Bukharan trade was serviced by a wide array of auxiliary buildings eager to profit from the densely assembled crowd of potential punters and included craft shops, hotels and baths, examples of which are all located next to the Tok-i-Tilpak. The 16th century ‘Bozori Cord’ bathhouse (hammam or hammom in Bukharan dialect) just to the north of the bazaar in Bukhara, one of an original 18 in the city, still provides its essential social service, though these days mostly for tourists, who should make an appointment (a bath is 5,600 sum, the same again for a massage). Avicenna in his Qanun expounds the medicinal values of regular bathing and aromatherapy massage, a theme later expanded into an eleventh century code of public etiquette, the Kabus Name. The baths are sunk deep into the ground to preserve heat and form a series of halls clustered around a central skylit chamber.
Just opposite the baths lies the 16th century Bozor-i-kord Mosque, transformed from place of prayer to free-market boutique/art gallery, and the Museum of the Blacksmith’s Art, a family of blacksmiths who have plied their ancient trade on this site for generations.
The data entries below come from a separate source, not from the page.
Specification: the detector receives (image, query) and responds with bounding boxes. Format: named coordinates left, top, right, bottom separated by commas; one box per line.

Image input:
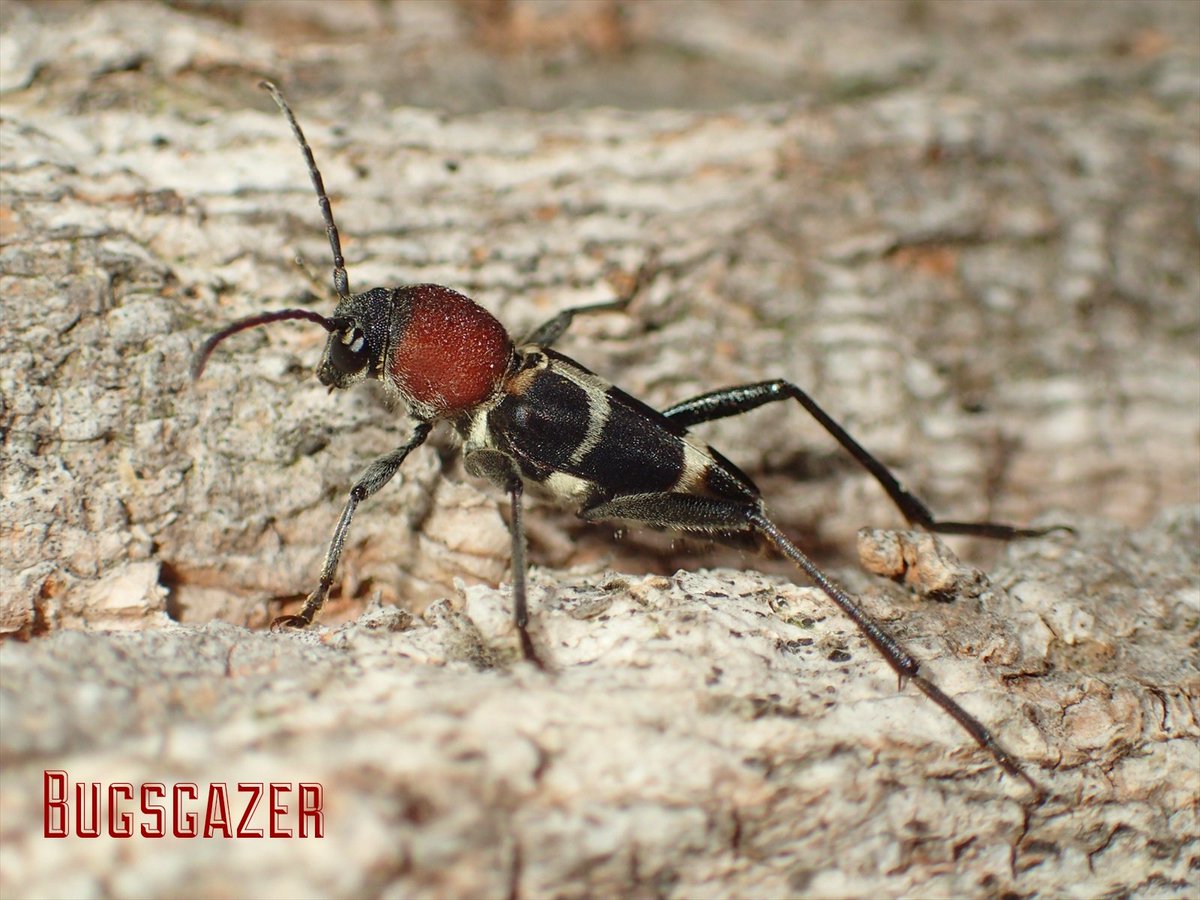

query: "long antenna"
left=258, top=82, right=350, bottom=300
left=192, top=309, right=344, bottom=380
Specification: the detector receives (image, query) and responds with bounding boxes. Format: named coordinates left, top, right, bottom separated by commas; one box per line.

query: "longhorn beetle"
left=192, top=82, right=1063, bottom=796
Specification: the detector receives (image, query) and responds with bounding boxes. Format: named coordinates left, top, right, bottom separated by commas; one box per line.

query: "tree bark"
left=0, top=2, right=1200, bottom=896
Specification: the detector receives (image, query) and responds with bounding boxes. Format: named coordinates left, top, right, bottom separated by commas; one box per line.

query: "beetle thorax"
left=385, top=284, right=512, bottom=419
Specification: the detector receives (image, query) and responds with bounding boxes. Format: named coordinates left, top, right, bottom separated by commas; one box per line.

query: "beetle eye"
left=329, top=325, right=367, bottom=374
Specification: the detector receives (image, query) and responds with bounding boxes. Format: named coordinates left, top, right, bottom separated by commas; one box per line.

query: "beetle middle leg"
left=521, top=254, right=658, bottom=347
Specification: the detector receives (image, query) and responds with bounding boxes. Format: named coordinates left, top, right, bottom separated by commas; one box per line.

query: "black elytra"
left=192, top=82, right=1070, bottom=798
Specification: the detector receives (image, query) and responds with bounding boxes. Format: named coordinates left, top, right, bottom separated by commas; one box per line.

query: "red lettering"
left=142, top=781, right=167, bottom=838
left=238, top=781, right=263, bottom=838
left=108, top=781, right=133, bottom=838
left=170, top=781, right=200, bottom=838
left=300, top=781, right=325, bottom=838
left=204, top=781, right=233, bottom=838
left=76, top=781, right=100, bottom=838
left=271, top=781, right=292, bottom=838
left=42, top=769, right=71, bottom=838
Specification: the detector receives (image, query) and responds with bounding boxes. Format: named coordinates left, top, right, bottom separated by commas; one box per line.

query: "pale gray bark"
left=0, top=2, right=1200, bottom=896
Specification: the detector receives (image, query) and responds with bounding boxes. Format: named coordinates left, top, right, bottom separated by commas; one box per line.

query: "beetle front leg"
left=271, top=422, right=433, bottom=629
left=463, top=449, right=546, bottom=668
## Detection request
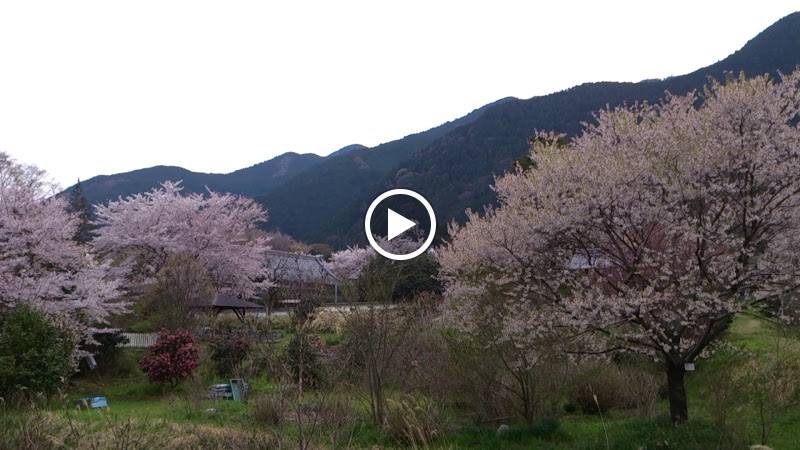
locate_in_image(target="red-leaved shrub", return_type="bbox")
[139,330,199,386]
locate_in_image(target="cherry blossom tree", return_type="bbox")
[440,70,800,423]
[327,246,377,280]
[92,181,269,298]
[0,152,126,326]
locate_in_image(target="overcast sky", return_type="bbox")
[0,0,800,187]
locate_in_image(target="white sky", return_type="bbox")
[0,0,800,187]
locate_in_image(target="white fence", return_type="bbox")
[120,333,158,348]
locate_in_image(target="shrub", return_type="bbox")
[80,331,130,375]
[0,303,80,395]
[251,391,289,427]
[211,332,252,376]
[292,297,322,328]
[569,363,627,414]
[284,331,323,388]
[139,330,199,386]
[386,395,444,448]
[311,309,347,334]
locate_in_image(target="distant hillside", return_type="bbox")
[257,98,515,242]
[69,13,800,247]
[65,153,324,204]
[310,13,800,246]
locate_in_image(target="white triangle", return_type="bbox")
[387,208,417,241]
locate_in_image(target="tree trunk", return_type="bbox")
[667,362,689,425]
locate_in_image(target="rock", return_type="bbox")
[497,424,511,437]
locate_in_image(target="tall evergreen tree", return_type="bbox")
[67,179,97,244]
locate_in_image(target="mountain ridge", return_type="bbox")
[65,13,800,247]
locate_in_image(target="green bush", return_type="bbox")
[284,331,323,388]
[0,303,80,395]
[211,331,252,376]
[386,394,445,448]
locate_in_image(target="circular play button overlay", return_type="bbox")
[364,189,436,261]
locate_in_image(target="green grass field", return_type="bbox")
[6,316,800,449]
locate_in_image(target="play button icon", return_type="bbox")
[364,189,436,261]
[386,208,417,241]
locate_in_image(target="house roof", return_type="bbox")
[267,250,339,285]
[189,293,264,309]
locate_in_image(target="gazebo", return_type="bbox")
[189,293,264,323]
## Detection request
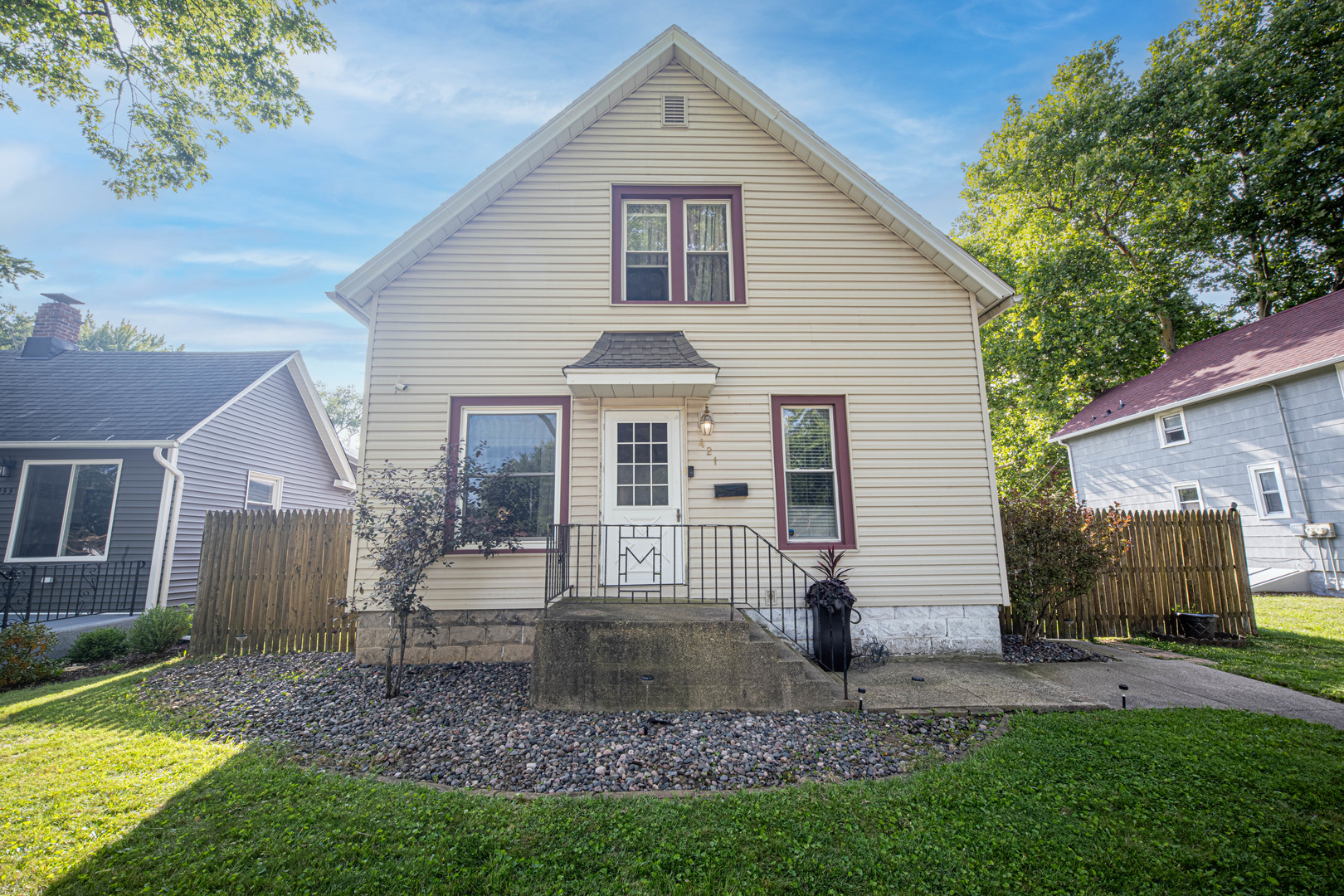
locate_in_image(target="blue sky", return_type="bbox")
[0,0,1195,384]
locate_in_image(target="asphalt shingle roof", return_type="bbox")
[564,330,719,371]
[1054,290,1344,438]
[0,352,295,443]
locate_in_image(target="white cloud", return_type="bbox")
[178,249,363,274]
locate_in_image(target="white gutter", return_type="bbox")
[145,443,187,608]
[1045,354,1344,443]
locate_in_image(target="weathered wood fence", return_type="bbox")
[1000,510,1255,638]
[191,510,355,655]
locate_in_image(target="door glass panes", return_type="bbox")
[1162,414,1186,445]
[685,202,733,302]
[781,407,840,542]
[1255,470,1283,514]
[13,464,119,559]
[466,412,558,538]
[625,202,670,302]
[616,423,668,506]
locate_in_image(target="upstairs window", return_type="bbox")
[1172,482,1205,510]
[243,470,285,510]
[611,187,746,306]
[5,460,121,560]
[1157,408,1190,447]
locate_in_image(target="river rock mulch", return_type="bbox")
[139,653,1000,792]
[1003,634,1112,662]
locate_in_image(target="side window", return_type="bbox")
[5,460,121,560]
[243,470,285,510]
[772,395,855,549]
[1157,408,1190,447]
[1247,460,1292,520]
[1172,482,1205,510]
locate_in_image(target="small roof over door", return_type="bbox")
[563,330,719,397]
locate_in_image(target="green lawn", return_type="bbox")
[0,663,1344,896]
[1133,594,1344,701]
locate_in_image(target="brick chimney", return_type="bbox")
[20,293,83,358]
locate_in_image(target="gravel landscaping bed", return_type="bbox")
[1003,634,1112,662]
[139,653,1000,792]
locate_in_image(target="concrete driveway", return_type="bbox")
[850,642,1344,728]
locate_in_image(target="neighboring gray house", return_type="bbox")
[1051,291,1344,594]
[0,295,355,616]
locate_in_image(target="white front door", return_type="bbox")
[602,410,685,591]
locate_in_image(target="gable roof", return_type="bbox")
[327,26,1015,325]
[0,351,353,481]
[563,330,719,371]
[1049,290,1344,442]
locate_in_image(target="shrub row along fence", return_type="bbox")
[191,510,355,655]
[1000,510,1255,638]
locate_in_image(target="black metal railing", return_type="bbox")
[544,523,817,658]
[0,560,148,629]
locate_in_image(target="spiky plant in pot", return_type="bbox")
[806,548,855,612]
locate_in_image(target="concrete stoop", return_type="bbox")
[531,601,844,712]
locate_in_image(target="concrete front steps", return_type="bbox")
[531,601,845,712]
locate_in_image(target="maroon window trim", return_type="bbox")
[770,395,859,551]
[447,395,570,553]
[611,187,747,308]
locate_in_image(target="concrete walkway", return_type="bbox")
[850,642,1344,728]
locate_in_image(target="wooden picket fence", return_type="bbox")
[191,510,356,655]
[1000,510,1255,638]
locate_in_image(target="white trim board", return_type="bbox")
[327,26,1016,326]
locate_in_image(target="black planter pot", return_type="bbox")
[811,605,858,672]
[1176,612,1218,640]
At the side of the small museum do not miss the small door that leads off to the courtyard of the tiny Kulita Caravanserai. This unassuming bazaar ensemble is completed by the Magok-i-Kurpa Mosque (1637), the two-storied prayer halls of which now house several workshops.
From the Tok-i-Tilpak Furushon continue south along the old bazaar road to the soviet square formerly named after Mikhail Frunze (he addressed a mass rally here), past the row of four battered caravanserais and Magok-i-Attari Mosque to the right to reach the Tok-i-Sarrafon or Moneychanger’s Bazaar. Here resided the Punjabi moneychangers, dwarfed in their stalls by huge piles of coins and notes, who would exchange Persian, Russian, Afghan and local currencies into the bronze pul, silver tenge and gold tilla that circulated as legal tender in Bukharan bazaars. It seems they had a busy life— under the rule of Imam Kuli Khan alone (1611-1641) Bukharan currency was devalued 57 times. The bazaar in Bukhara was also home to Afghan and Armenian moneylenders armed with traditional tallysticks who, when left unpaid for too long, were wont to carve the embarrassing figure on a debtor’s doorpost.
Also located around the bazaar in Bukhara is the Sarrafon Mosque (now a fashion shop), Sarrafon Baths (now the Hammom Restaurant), Nagoi Caravanserai (a craft and puppetry centre, see page 284) and Shah Rud canal. The southern end of Bazaar Street in Bukhara continues south to peter out around the ruined Jurabek Caravanserai, and east to the Saifuddin Caravanserai, another handicrafts centre.
Today modern businessmen echo the call of ancestral traditions: metal chasers haunt the Jeweller Bazaar; dressmakers and their looms revive the sale of silk in the Abdullah Khan Tim; booksellers, embroiderers and Karakul milliners have set up shop in the Capmaker’s Bazaar although free marketeers in the Moneychanger’s Bazaar have been curbed by government policy.